植物群落レッドデータブック活用のため 委員会での議論はじまる
NACS-Jでは1996年4月に刊行した植物群落レッドデータブックを自然保護活動の場で有効に活用するための取り組みを続けている。
昨年度までに群落RDBに掲載された約7,500件のデータを日本地図上に表現するための環境整備をすすめてきた。また、今年6月には「環境影響評価技術指針に盛り込むべき重要な植物群落~保護上の危機の視点から選んだ第1次リスト~」を公表している。
さらに今後の活用方針・展開を検討するため、NACS-Jでは「RDB植物群落活用委員会」を立ち上げるべく、1998年6月20日にその準備会を開催した。
準備会では、ネットワーク化による研究者間の情報の共有の仕方、今後の調査のあり方、RDBデータの公表のあり方、普及版の作成の計画等について議論が行われた。
今後NACS-Jでは委員会での議論を基に、群落RDB普及版の作成、情報共有化のためのサテライトの設置、ケーススタディとしてのデータの補足調査等について取り組んでゆく予定である。
なお、この植物群落レッドデータブック・データベースの活用事業には、NTTデータ通信株式会社の「NTTデータ10周年記念いちまる募金」の寄付金が活用される予定である。
レッドデータブック(RDB)
「絶滅のおそれのある生物種や破壊のおそれのある環境のリスト」をいいます。世界で最初のRDBは1966年にIUCN(国際自然保護連合)により作られました。その後世界の各地方、各国ごとに作成されています RDBは、多くの動植物に絶滅の危険が迫っている現状を明らかにし、それを広く知らせ、人々の関心を高め、行政や企業や市民が絶滅の危機に瀕している動植物を保護するための行動をとっていく目的のもとに作られたもので、保護活動の科学的な根拠となっています。

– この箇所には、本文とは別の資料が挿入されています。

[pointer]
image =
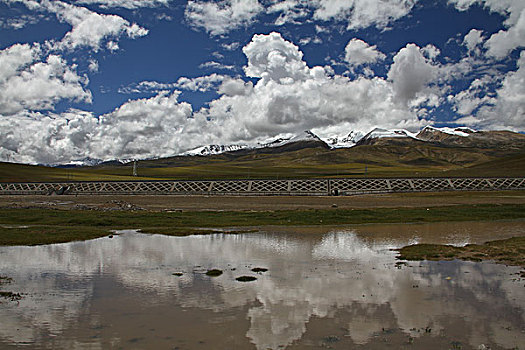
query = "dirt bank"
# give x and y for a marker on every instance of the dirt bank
(202, 203)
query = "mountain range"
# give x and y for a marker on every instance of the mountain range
(431, 152)
(457, 137)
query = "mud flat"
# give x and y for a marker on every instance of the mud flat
(323, 287)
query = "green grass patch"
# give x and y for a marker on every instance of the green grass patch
(35, 235)
(45, 226)
(507, 251)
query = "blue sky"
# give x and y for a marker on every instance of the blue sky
(129, 79)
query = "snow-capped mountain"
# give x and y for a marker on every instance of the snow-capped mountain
(430, 133)
(457, 137)
(379, 133)
(347, 141)
(213, 149)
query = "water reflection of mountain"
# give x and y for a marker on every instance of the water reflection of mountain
(313, 276)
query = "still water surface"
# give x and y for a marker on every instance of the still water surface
(325, 288)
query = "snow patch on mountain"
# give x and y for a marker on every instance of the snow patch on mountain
(379, 133)
(213, 149)
(459, 131)
(347, 141)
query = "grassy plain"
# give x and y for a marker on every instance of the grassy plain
(508, 251)
(45, 226)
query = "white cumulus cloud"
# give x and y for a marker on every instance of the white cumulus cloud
(128, 4)
(411, 73)
(358, 52)
(363, 13)
(500, 44)
(220, 17)
(26, 82)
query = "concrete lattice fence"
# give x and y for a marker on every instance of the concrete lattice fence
(307, 187)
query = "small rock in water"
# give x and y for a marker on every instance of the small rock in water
(214, 273)
(246, 279)
(259, 269)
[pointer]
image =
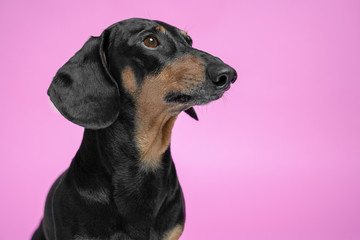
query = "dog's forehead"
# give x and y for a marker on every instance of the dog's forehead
(135, 25)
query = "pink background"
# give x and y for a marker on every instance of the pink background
(276, 158)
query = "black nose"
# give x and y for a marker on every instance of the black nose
(222, 75)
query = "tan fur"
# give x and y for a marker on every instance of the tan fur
(129, 80)
(155, 118)
(183, 33)
(104, 55)
(175, 233)
(160, 29)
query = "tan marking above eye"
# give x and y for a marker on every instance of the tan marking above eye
(151, 42)
(129, 80)
(184, 33)
(160, 29)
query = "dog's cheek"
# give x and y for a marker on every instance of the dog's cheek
(129, 80)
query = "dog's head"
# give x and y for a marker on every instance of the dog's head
(150, 63)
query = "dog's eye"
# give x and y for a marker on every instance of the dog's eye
(151, 42)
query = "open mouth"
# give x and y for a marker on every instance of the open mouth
(196, 99)
(178, 97)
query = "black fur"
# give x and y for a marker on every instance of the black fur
(106, 193)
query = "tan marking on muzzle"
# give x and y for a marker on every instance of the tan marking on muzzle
(154, 117)
(175, 233)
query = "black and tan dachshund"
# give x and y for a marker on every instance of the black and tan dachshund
(127, 87)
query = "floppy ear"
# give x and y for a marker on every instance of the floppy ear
(83, 90)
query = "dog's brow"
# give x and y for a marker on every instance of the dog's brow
(183, 33)
(160, 29)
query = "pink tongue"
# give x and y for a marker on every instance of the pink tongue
(191, 112)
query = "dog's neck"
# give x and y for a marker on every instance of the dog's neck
(153, 135)
(140, 143)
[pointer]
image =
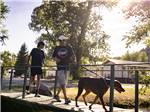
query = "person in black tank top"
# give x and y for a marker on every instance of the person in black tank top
(37, 60)
(63, 55)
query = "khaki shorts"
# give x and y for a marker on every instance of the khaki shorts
(62, 77)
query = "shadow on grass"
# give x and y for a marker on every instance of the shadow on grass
(16, 105)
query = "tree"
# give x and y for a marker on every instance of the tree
(21, 61)
(3, 11)
(7, 61)
(75, 20)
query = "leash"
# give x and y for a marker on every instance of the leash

*日本で最初のRDBは、1989年にNACS-JとWWF-Jから発行された、「植物種」編です(書名:「我が国における保護上重要な植物種の現状」)。
植物群落レッドデータ・ブック
自然の構成要素である植物群落そのものの多様性を、また動植物の生息・生育地として、生態系の多様性を守るために植物群落という単位での保護・保全が必要です。そこで、緊急に保護・保全が必要な「植物群落」についてリストアップし、その保護を訴えたのが植物群落RDBです。日本全国で7492件の「植物群落」がリストアップされました(『自然保護』?405参照)。
「植物群落」とは?
植物種の集まりのひとかたまりを植物群落と呼びます。これが多数、複雑に絡まりあい、そこにすむ動物や水や土壌など生物以外のつながりを含めて、生態系を構成します。森や草原、尾瀬のような湿原、河原の草むら、道ばたの雑草たち、これらはみんないろいろな植物が集まって暮らしている「植物群落」です。「植物群落」は、自然をかたち作っている重要な要素なのです。
「植物群落」を守ることの意味
- 植物群落はそれ自身が自然の重要な構成要素ですから、「植物群落」を守るということは、自然そのものを守るということになります。

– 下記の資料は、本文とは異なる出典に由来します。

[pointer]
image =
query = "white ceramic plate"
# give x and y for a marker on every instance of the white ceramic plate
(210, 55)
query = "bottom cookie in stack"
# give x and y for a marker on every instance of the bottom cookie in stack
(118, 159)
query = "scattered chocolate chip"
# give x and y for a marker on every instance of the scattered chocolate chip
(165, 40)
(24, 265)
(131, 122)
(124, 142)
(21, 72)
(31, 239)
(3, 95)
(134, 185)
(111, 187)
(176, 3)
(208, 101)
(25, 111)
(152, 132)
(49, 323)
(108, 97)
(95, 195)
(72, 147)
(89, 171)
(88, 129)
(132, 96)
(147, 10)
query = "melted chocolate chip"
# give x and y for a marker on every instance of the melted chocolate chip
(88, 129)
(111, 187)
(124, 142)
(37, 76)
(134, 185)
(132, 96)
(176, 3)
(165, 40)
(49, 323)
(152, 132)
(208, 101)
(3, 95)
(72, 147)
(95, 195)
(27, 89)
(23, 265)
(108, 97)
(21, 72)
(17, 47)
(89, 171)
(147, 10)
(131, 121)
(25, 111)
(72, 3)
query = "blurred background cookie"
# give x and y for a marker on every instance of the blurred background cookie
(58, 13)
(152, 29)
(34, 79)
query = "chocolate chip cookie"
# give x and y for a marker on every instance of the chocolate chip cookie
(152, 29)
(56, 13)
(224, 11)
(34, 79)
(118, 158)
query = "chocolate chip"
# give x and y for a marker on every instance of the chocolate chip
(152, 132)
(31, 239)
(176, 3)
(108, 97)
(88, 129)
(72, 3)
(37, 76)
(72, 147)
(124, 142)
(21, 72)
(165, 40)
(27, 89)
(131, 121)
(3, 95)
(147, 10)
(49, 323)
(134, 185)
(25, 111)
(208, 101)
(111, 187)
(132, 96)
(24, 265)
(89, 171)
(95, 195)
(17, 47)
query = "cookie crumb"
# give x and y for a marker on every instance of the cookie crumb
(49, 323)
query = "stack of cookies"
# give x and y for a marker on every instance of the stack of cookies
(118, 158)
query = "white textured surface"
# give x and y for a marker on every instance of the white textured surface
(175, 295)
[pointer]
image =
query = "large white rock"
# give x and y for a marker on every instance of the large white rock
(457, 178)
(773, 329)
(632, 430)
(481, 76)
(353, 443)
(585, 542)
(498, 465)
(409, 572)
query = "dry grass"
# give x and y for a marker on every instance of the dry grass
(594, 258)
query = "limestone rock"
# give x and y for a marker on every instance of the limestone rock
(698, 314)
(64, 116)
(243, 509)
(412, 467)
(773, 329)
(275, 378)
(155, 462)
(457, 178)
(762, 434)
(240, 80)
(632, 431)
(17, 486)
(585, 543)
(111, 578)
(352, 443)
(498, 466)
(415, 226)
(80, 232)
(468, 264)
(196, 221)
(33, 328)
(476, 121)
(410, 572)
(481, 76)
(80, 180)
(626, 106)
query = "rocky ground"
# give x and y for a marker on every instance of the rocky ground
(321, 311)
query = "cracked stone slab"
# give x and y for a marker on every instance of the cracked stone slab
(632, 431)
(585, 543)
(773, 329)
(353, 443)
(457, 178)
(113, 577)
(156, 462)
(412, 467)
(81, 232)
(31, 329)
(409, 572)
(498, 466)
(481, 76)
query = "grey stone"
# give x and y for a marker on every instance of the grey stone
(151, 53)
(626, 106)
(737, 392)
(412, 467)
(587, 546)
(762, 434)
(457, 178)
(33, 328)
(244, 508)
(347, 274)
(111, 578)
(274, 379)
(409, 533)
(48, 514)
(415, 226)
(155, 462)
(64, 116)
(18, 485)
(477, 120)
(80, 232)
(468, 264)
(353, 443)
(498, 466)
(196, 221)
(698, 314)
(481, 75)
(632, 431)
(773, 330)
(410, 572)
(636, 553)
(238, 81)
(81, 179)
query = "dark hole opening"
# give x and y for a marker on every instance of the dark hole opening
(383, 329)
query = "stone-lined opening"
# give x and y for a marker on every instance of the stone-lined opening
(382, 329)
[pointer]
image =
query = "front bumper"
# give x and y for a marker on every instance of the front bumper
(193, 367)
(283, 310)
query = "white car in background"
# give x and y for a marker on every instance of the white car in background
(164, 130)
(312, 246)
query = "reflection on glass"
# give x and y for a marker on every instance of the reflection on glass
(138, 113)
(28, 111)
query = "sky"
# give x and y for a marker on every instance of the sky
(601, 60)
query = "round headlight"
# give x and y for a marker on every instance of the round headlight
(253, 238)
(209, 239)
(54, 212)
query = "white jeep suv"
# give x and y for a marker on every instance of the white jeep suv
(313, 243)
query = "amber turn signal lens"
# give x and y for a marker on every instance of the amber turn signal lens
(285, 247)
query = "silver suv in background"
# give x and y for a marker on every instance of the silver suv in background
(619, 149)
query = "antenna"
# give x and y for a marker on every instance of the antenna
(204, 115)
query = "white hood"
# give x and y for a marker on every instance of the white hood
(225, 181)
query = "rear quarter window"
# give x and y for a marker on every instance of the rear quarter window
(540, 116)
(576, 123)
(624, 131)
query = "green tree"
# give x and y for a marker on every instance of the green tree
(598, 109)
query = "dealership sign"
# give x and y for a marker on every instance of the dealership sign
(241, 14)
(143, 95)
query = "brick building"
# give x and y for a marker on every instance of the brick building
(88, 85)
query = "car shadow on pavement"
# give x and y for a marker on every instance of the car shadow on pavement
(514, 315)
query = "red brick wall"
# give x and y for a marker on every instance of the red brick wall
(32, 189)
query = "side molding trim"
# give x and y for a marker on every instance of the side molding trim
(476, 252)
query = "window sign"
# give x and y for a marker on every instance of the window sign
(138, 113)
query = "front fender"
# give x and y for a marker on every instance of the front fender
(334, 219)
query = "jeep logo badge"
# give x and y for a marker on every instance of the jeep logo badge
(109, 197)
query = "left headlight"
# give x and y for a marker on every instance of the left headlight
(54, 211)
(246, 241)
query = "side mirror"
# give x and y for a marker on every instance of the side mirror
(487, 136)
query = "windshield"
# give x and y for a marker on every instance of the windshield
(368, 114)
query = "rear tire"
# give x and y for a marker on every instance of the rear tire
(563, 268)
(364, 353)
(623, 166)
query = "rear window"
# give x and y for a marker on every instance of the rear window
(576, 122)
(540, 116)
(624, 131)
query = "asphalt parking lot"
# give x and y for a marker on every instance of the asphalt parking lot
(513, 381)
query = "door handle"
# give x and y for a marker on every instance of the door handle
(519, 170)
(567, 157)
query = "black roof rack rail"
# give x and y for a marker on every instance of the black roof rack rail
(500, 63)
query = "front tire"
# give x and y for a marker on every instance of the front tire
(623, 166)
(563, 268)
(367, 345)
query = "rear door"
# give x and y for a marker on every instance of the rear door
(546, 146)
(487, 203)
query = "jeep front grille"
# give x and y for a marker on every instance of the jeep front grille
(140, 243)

- また、「植物群落」は野生動物たちの生息地でもあるので、野生動物たちを守ることでもあります。
- そして、「植物群落」を守るということは、そこにすむ野生動物、さまざまな動植物との”つながり”の中で維持されている水や土や空気といった環境、その中で生きている人間の暮らしを守ることでもあるのです。